Nous allons devoir apprendre à vivre avec des précipitations extrêmes et des inondations
À quel point ces inondations sont-elles uniques? Etaient-elles prévisibles?
Frank Deboosere: "Nous savions que la probabilité de fortes précipitations était élevée et ce n’est pas pour rien si nous avions décrété un code rouge. Par contre, les modèles informatiques n'avaient pas prévu qu'elles seraient aussi extrêmes ni, surtout, qu’elles concerneraient une zone aussi vaste. On parle en effet d'une zone d'environ 10.000 km² qui, outre l'est de notre pays, couvrait aussi la partie la plus méridionale des Pays-Bas et la magnifique vallée de l'Ahr en Allemagne. Je n'ai jamais connu cela auparavant dans ma carrière. Il est tombé sur toute cette région plus de 150 mm de précipitations en 48 heures, et même plus de 250 mm à certains endroits. Bref, du jamais vu. En moyenne, nous enregistrons normalement entre 60 et 80 mm de précipitations par mois. De plus, nous sortions déjà d’un épisode pluvieux, de telle sorte que le sol était déjà détrempé et, évidemment, le facteur relief a lui aussi joué un rôle."
"Il y a deux causes à ce phénomène et celles-ci peuvent être reliées au réchauffement climatique. D'une part, dans un monde plus chaud, l'air dans l'atmosphère peut retenir beaucoup plus de vapeur d'eau. Quand il se met alors à pleuvoir, il tombe davantage de pluie en une fois. Autre conséquence directe du réchauffement climatique: la réduction du gradient de température avec le pôle Nord. Le pôle Nord se réchauffe en effet davantage que les zones situées autour de l'équateur, ce qui a des conséquences sur le jet-stream. Alors que celui-ci se déplaçait auparavant en ligne droite d'ouest en est, il oscille désormais davantage et s'attarde parfois plus longtemps au-dessus d'une même zone. Lorsque cela se produit, on parle de blocage et vous avez le même temps pendant plusieurs jours, donc soit de longues sécheresses, soit des précipitations plus intenses. Mais il est très difficile de prévoir qu’un tel phénomène puisse réellement conduire à la catastrophe que nous avons connue. On peut anticiper en déchargeant partiellement les barrages, mais si la situation ne s'avère pas aussi grave que prévue, on perdra de l'eau potable."

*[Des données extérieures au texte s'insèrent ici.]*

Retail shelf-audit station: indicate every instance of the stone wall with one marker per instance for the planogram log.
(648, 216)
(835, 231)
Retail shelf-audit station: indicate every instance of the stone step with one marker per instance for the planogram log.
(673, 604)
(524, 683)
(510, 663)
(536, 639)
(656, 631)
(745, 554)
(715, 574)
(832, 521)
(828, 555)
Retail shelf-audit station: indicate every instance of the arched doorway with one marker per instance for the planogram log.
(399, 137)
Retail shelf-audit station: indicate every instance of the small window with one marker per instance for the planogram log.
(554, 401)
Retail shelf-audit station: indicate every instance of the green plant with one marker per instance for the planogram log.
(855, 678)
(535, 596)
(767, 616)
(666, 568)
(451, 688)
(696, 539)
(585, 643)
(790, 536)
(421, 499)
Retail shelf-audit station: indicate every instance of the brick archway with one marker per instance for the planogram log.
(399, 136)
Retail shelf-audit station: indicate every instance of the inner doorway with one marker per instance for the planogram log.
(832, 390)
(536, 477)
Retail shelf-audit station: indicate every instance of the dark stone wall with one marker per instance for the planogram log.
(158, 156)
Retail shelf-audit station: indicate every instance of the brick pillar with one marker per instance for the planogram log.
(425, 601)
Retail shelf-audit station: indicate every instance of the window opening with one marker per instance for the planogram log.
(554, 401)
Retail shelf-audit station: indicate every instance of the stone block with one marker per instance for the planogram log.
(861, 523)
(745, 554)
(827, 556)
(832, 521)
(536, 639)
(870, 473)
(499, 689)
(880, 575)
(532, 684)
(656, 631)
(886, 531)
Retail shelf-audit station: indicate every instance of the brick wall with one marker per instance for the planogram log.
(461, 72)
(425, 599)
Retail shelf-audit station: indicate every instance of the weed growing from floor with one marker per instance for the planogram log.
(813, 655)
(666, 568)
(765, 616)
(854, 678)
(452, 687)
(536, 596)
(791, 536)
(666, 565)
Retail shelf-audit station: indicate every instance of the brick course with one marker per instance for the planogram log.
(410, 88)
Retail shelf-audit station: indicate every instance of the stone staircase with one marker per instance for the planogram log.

Patrick Willems: "Nous étudions l'évolution du climat depuis longtemps et les prévisions sont les mêmes depuis un certain temps: nous allons vers davantage d'événements météorologiques extrêmes, tant des sécheresses plus longues que des précipitations plus intenses. On constate déjà que, même si la quantité de pluie sur base annuelle restera plus ou moins la même, celle-ci tombera sur des périodes plus courtes et donc davantage lors de phénomènes extrêmes. Dans nos scénarios climatiques, cela se traduit par une augmentation selon un facteur 10 de ces événements d'ici la fin du siècle. En parvenant à limiter les émissions mondiales de gaz à effet de serre, ce chiffre pourrait être réduit de moitié. Mais les événements météorologiques extrêmes augmenteront quoi qu’il en soit."
Quels problèmes ces événements météorologiques plus extrêmes causeront-ils?
Patrick Willems: "Des précipitations plus intenses provoqueront d'une part plus d'inondations des égouts, mais aussi plus d'inondations des cours d’eau. Autrefois, ces dernières ne se produisaient qu'en hiver, mais on en voit maintenant aussi en été. Et avec l'élévation du niveau de la mer, nous devons également tenir compte d’inondations à la côte. En outre, nous risquons de subir une baisse de la qualité de l'eau en raison de la salinisation. Dans nos rivières, c’est dû aux périodes sèches, de telle sorte qu’il y a moins d'eau et donc moins de dilution de la pollution qui y pénètre. D'autre part, nos villes seront de plus en plus confrontées au stress thermique."
Que pouvons-nous faire pour mieux nous armer contre les événements extrêmes?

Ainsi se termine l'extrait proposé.